Doc Vega got it right. The former Air force soldiers comment is sheer bs. There is no doubt that these visits ARE extraterrestrial. The preponderance of evidence through through eyewitness accounts supported by radar is not explainable using natural phenomenon, end of story. The only question now is when we will know. I am amazed how this has been kept at this level of understanding for so long...a testimony to Air Force secrecy threat.
Keyhoe's style is rather bland but I think he is writing the story as he investigated it without the sensational aspect that many other authors use. Many high ranking military types have told their story and the evidence points to the fact that many ufo incidents are unusual and the fact that the military are not apparently conducting proper investigations into it means that either they truely don't know and don't care what is going on or they know but don't want to tell us.

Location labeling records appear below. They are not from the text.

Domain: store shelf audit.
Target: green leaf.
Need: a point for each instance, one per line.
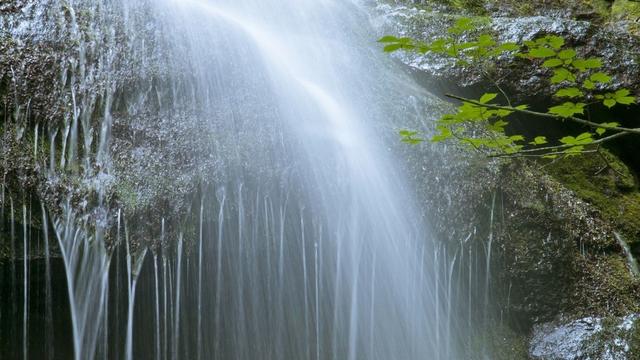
(600, 77)
(487, 97)
(388, 39)
(556, 42)
(552, 63)
(575, 150)
(392, 47)
(539, 140)
(509, 46)
(604, 127)
(412, 140)
(609, 103)
(541, 52)
(445, 133)
(622, 97)
(405, 133)
(567, 109)
(569, 92)
(589, 85)
(567, 54)
(562, 74)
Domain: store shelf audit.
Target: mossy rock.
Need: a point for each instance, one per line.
(629, 11)
(606, 183)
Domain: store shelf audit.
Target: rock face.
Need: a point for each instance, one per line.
(98, 131)
(586, 338)
(613, 41)
(558, 271)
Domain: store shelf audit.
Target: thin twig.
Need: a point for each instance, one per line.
(546, 115)
(564, 146)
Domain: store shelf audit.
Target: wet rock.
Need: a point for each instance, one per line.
(612, 41)
(586, 338)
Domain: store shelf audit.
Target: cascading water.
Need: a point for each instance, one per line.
(307, 241)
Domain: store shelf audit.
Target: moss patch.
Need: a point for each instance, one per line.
(625, 10)
(607, 184)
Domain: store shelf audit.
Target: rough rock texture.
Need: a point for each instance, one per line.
(555, 257)
(611, 40)
(588, 338)
(52, 136)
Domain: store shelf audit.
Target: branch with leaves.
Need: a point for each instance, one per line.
(580, 84)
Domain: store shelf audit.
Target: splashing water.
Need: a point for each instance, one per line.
(308, 243)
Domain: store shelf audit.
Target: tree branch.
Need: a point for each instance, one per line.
(563, 146)
(546, 115)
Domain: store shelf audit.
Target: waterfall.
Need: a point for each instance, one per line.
(306, 240)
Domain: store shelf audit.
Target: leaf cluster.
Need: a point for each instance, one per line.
(580, 84)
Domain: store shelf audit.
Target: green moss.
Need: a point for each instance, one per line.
(605, 287)
(634, 341)
(500, 341)
(627, 10)
(607, 184)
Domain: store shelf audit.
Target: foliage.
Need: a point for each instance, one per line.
(580, 82)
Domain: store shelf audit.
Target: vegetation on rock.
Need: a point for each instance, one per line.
(580, 83)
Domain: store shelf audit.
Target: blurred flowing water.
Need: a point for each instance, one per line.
(308, 240)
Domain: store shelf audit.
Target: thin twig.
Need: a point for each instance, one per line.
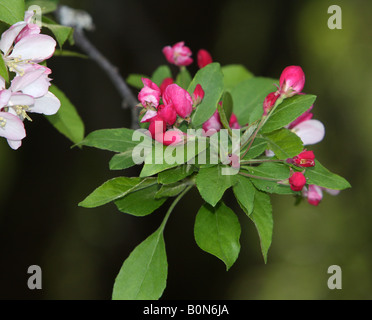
(129, 101)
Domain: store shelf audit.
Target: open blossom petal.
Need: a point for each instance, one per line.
(310, 131)
(19, 99)
(36, 47)
(14, 144)
(9, 36)
(48, 104)
(4, 98)
(11, 127)
(34, 82)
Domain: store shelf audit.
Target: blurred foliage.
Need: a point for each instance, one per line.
(81, 250)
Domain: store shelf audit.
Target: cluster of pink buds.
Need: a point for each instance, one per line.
(309, 130)
(180, 55)
(22, 49)
(166, 107)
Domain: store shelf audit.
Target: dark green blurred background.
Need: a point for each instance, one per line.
(81, 250)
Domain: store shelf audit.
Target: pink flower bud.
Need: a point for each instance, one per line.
(292, 81)
(173, 137)
(297, 181)
(314, 195)
(179, 98)
(168, 113)
(269, 101)
(233, 123)
(198, 95)
(149, 96)
(304, 159)
(166, 82)
(204, 58)
(179, 54)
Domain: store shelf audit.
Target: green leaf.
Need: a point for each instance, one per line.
(165, 157)
(258, 146)
(289, 110)
(12, 11)
(140, 203)
(270, 170)
(234, 74)
(175, 174)
(284, 143)
(62, 33)
(263, 220)
(217, 231)
(183, 78)
(122, 160)
(117, 140)
(248, 97)
(3, 69)
(135, 80)
(171, 190)
(67, 121)
(212, 184)
(244, 192)
(143, 275)
(161, 73)
(46, 6)
(114, 189)
(211, 79)
(322, 177)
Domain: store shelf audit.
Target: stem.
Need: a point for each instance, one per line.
(258, 177)
(174, 203)
(263, 120)
(260, 161)
(129, 101)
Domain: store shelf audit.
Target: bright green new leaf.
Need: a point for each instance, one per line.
(248, 97)
(266, 176)
(212, 184)
(244, 192)
(175, 174)
(284, 143)
(67, 120)
(289, 110)
(217, 231)
(211, 79)
(183, 78)
(12, 11)
(234, 74)
(171, 190)
(143, 275)
(114, 189)
(257, 148)
(263, 220)
(322, 177)
(140, 203)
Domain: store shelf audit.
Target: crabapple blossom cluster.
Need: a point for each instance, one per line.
(310, 131)
(167, 105)
(22, 49)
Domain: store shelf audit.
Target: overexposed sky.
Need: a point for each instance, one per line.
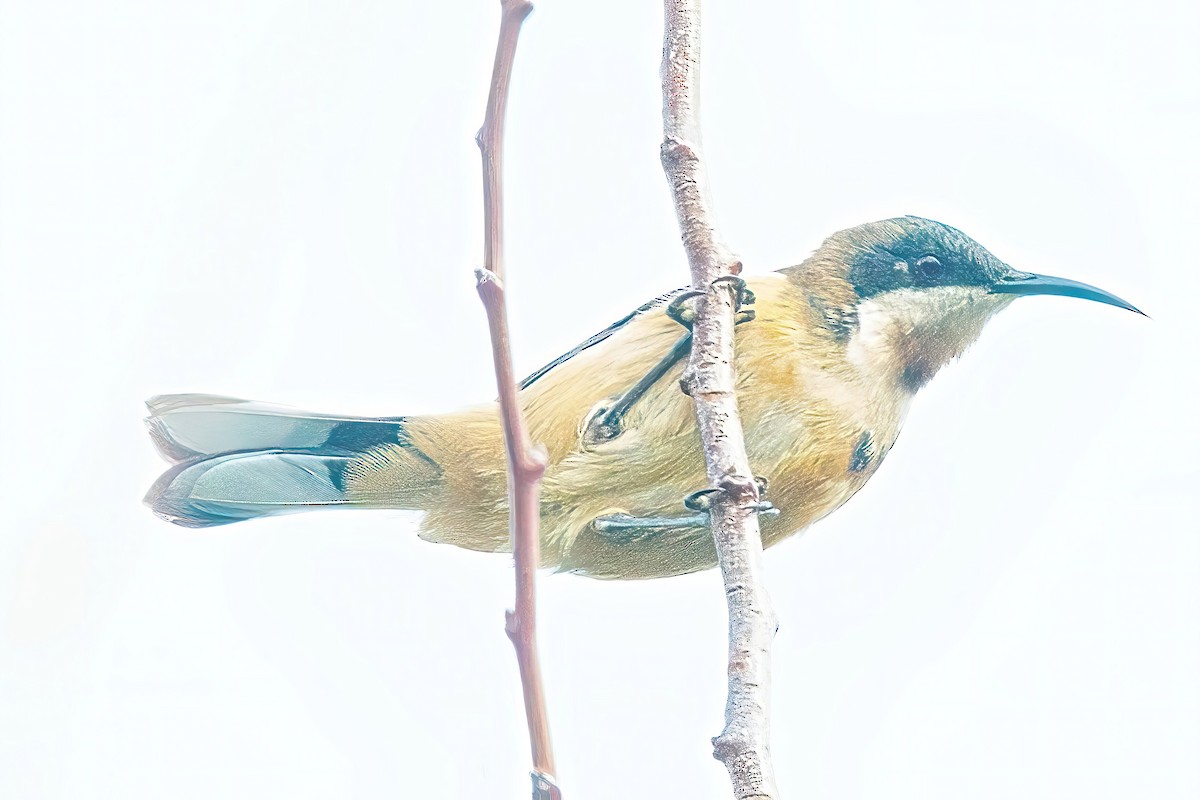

The secrecy group of military and gov contractors fought hard to discredit Major Keyhoe and both of his books so he wroth another in 1955 "The Flying Saucer conspiracy" explaing just what he went through. Then as now there is way too much information and reliable sightings for something that doesn't exist. Col Corso's story "The day after Roswell" goes hand in hand with Keyhoe's books. I know Corso has been trashed because he said the microchip and lazars and fiber optics were a result of his giving stuff from the crash to contractors but I think he really gave them stuff and they didn't know what to do with it, the when we invented those things he went Aha that must have been what that junk was. Except for that the book was accurate and he had no reason to lie in his last days.
We don't take 'anonymous' seriously about anything, the guy who said he was in the air force for thirty; kehoe was for real and ufos exist and you can be sure that the air force believes in them and whoever doesn't is mentally sick...those sightings that are real, less than ten percent, are interplanetary in origin and i've been researching this stuff for some fifty years.